I am a little late to the party here but:
It is a big issue for downstream users. Projects that use Hadoop already pick up a lot of jars and increasing the set when all of the versions are the same is a problem. We'll also have users using different versions of the jars, which won't be useful.
Having a source structure that requires an IDE to use isn't making the code easy for people to browse, use and modify. It will also become a maintenance problem as the dependency graph between the components change.
Yes, you can munge the results together into a single jar as part of the build, but I don't see how it makes development easier or faster to have lots of little directories.
I disagree. It is a huge issue as a downstream user when the jar granularity is not fine enough. You don't have to manually pick each jar, so the total number is not the issue. If set up correctly a user will only pick the one or maybe two jars needed for their use case and maven/ivy/etc pulls in the transitive dependencies for you with the correct versions. It is a MUCH bigger risk if as a user I don't have the ability to build the package I want that excludes the stuff I don't need without a lot of trouble. It is not the number of jars that is the problem, it is the total size of all of them and the likelihood of version mismatches with transitive dependencies. The current issue is not that projects that use Hadoop 'pick up a lot of jars' it is that they 'pick up a lot of jars that are not needed at all'.
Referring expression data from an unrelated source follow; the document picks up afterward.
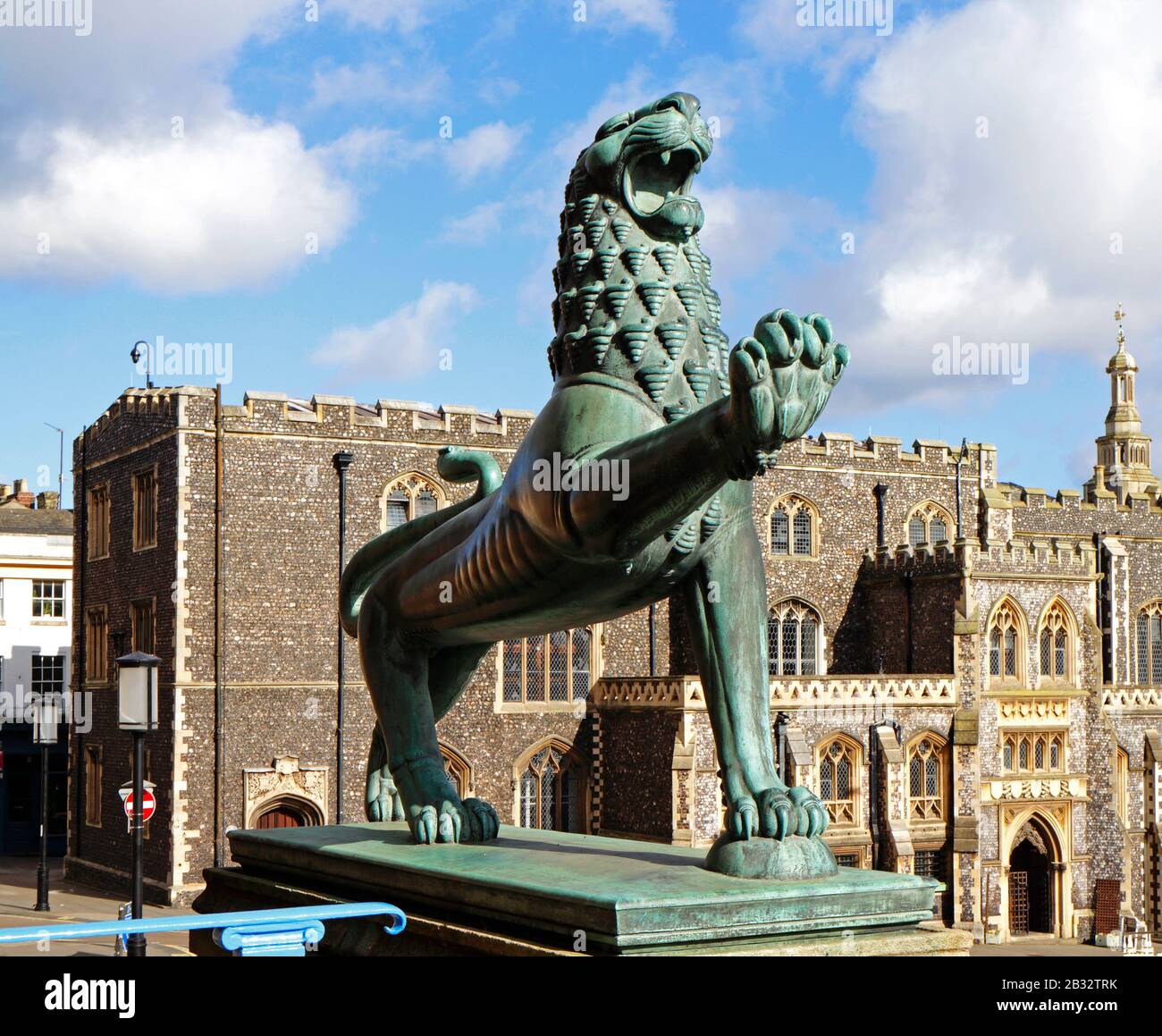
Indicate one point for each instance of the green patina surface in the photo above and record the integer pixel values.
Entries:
(646, 386)
(622, 893)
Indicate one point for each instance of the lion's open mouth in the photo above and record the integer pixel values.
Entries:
(659, 177)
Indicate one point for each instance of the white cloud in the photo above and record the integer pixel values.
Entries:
(1006, 236)
(388, 81)
(655, 16)
(476, 228)
(484, 150)
(405, 15)
(93, 171)
(154, 209)
(407, 342)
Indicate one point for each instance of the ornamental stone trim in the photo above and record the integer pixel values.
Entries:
(1145, 698)
(1033, 788)
(786, 693)
(1033, 711)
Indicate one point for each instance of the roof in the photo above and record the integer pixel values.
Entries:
(28, 522)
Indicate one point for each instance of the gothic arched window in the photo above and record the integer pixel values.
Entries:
(794, 527)
(1149, 644)
(557, 667)
(929, 524)
(1057, 639)
(793, 639)
(928, 763)
(1006, 643)
(551, 784)
(409, 497)
(840, 761)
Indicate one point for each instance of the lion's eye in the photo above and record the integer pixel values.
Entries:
(615, 124)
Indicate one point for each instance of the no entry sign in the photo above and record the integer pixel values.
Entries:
(149, 802)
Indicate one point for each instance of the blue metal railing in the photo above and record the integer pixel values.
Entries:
(283, 933)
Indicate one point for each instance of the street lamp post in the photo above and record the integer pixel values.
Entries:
(136, 357)
(46, 720)
(138, 713)
(960, 460)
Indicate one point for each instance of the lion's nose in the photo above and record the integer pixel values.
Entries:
(686, 104)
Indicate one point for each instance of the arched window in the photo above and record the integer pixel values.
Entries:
(557, 667)
(793, 639)
(840, 761)
(929, 524)
(928, 787)
(1149, 644)
(551, 788)
(458, 771)
(410, 496)
(794, 527)
(1057, 639)
(1034, 752)
(1006, 643)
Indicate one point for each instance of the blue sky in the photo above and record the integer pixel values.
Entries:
(161, 175)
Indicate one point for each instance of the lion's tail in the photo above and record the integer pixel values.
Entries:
(363, 571)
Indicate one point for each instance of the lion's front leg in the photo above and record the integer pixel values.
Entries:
(728, 626)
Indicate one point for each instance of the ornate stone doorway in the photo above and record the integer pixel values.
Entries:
(1033, 872)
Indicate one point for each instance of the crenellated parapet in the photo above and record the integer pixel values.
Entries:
(886, 453)
(686, 694)
(916, 559)
(1049, 557)
(142, 414)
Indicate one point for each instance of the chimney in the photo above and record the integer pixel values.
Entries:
(22, 493)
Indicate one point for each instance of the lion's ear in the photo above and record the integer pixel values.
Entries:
(612, 125)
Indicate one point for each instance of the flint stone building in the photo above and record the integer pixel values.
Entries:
(967, 671)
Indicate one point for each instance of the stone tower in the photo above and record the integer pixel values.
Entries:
(1124, 452)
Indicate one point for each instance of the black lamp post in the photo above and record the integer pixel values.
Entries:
(960, 460)
(136, 356)
(138, 713)
(46, 720)
(341, 461)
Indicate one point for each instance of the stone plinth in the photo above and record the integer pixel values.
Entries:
(545, 892)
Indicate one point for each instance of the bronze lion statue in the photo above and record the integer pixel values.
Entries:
(646, 386)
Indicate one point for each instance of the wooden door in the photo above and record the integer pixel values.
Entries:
(280, 817)
(1018, 903)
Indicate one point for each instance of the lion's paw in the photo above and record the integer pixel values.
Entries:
(812, 817)
(743, 818)
(777, 813)
(383, 796)
(486, 825)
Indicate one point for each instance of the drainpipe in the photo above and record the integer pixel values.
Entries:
(960, 460)
(881, 535)
(80, 664)
(219, 626)
(653, 640)
(341, 462)
(876, 796)
(782, 720)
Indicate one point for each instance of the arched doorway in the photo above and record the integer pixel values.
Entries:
(1032, 880)
(287, 811)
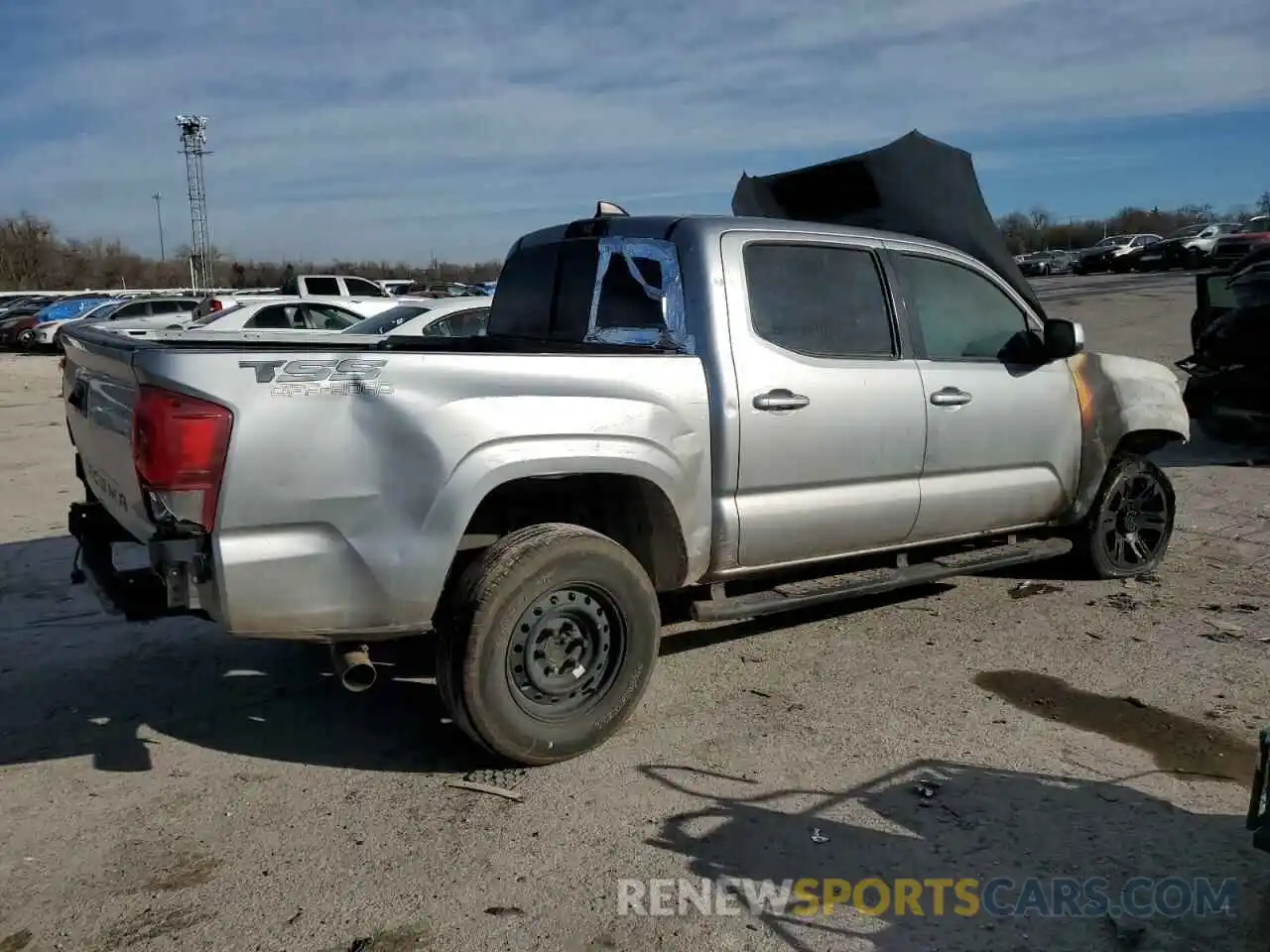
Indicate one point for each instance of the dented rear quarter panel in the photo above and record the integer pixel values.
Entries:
(1118, 397)
(340, 513)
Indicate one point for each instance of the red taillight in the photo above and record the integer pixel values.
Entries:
(180, 445)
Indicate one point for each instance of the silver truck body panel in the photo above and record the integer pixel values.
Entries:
(340, 512)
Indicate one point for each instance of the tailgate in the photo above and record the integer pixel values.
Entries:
(99, 391)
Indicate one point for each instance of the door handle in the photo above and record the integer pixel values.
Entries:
(780, 399)
(951, 397)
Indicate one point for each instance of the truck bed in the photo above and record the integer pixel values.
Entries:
(341, 502)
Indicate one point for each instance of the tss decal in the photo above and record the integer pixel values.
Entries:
(335, 371)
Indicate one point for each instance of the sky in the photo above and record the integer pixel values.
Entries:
(395, 130)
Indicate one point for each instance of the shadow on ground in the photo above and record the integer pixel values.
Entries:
(935, 820)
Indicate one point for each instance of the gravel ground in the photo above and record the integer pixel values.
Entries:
(164, 787)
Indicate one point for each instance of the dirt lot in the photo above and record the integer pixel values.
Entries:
(164, 787)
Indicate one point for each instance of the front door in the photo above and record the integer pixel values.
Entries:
(1003, 433)
(832, 416)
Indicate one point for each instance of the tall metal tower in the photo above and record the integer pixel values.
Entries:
(193, 141)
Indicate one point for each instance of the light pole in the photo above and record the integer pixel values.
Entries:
(158, 198)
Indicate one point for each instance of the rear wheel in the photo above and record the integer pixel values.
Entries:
(549, 644)
(1128, 530)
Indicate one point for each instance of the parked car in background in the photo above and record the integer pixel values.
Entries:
(331, 286)
(1185, 248)
(56, 313)
(19, 318)
(158, 309)
(1103, 255)
(46, 334)
(444, 289)
(444, 317)
(270, 313)
(1046, 264)
(1232, 248)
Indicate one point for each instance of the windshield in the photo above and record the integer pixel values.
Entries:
(213, 315)
(388, 320)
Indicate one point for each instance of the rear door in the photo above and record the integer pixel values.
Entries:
(1002, 434)
(830, 409)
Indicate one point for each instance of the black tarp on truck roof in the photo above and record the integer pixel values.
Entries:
(915, 185)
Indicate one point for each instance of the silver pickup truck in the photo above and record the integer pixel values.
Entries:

A few 'top level' jars that are useful for various use cases as single points of inclusion would be perfect. This does not imply few jars total, it implies a few that you choose to declare for your use cases – they can pull in any number of other shared hadoop that are required for those use cases, it doesn't matter if they are 'the same version', the user does not need to know since maven handles that and maven best practices make many jars with the 'same version' a non-issue.
A user pulls in a mapreduce client jar, and that might also pull in a couple 'common' jars from the same project. That is the intended best practice of maven. If the mapreduce client jar were to bundle common stuff in it, and that same common stuff were bundled in say, an hdfs-client jar, then you risk all sorts of trouble as a downstream user with multiple colliding classes on your classpath, the inability to have the tooling (maven) detect and deal with conflicts appropriately, etc. If it were to bundle stuff that is not useful as a client, that would bloat client application jars and potentially pull in useless transitive dependencies.
If the jars are reduced into only a few big blobs, it will end up more like the absolutely atrocious maven dependency management in 0.20.205 and 0.22.x. where a user who just wants to build a mapreduce program pulls in 20MB of downstream jars that are not needed unless they manually exclude them.
Having more source trees is a slight development burden, but enforces the right encapsulation and organization of dependencies. One of the benefits of organizing modules in maven is that the end result almost always leads to more clear code boundaries and better architectural separation of concerns. It also helps define API boundaries and prevent creating leaky abstractions / apis by accident.
Thinking more on it. I am inclined to keeping the modules separate as it is currently, instead of combining the source tree.
I am counting the no of modules to be 10-12. So the source tree should not be 59 or am I missing something.
The separate modules do help identify the boundaries more clearly and help in enforcing those. Separation just based on java packages is loose. I know this based on the unnecessary pain I went thru when I was working on the project split 2 years ago. In future, refactoring code or doing things like rewriting NM in C++ will be least intrusive with the current module structure.
If no of jars is the problem, can we just merge the jars at build time the way we want. Using maven shade plugin or some such ?
I agree. You can use the shade plugin to make a few 'fat' jars for some use cases that live along side the normal artifacts that do not embed any dependencies.
Please, please don't put any jars in a maven repo that bundle dependencies unless they are attached artifacts and not the primary artifact.
Please, please declare the dependencies properly, using 'optional' or 'provided' scope as appropriate to prevent downstream users from pulling in artifacts transitively that a client user does not need.
I believe that too few jars is worst than too many, when the two items above are done correctly (e.g. maven best practices are followed). Then as a downstream user, I can easily select the features I want, and trust that the dependencies that are pulled in to my project transitively as a consequence of say, pulling in a mapreduce client jar, are only the jars needed as a mapreduce client and not the entire freaking hadoop framework or any other extra unnecessary baggage.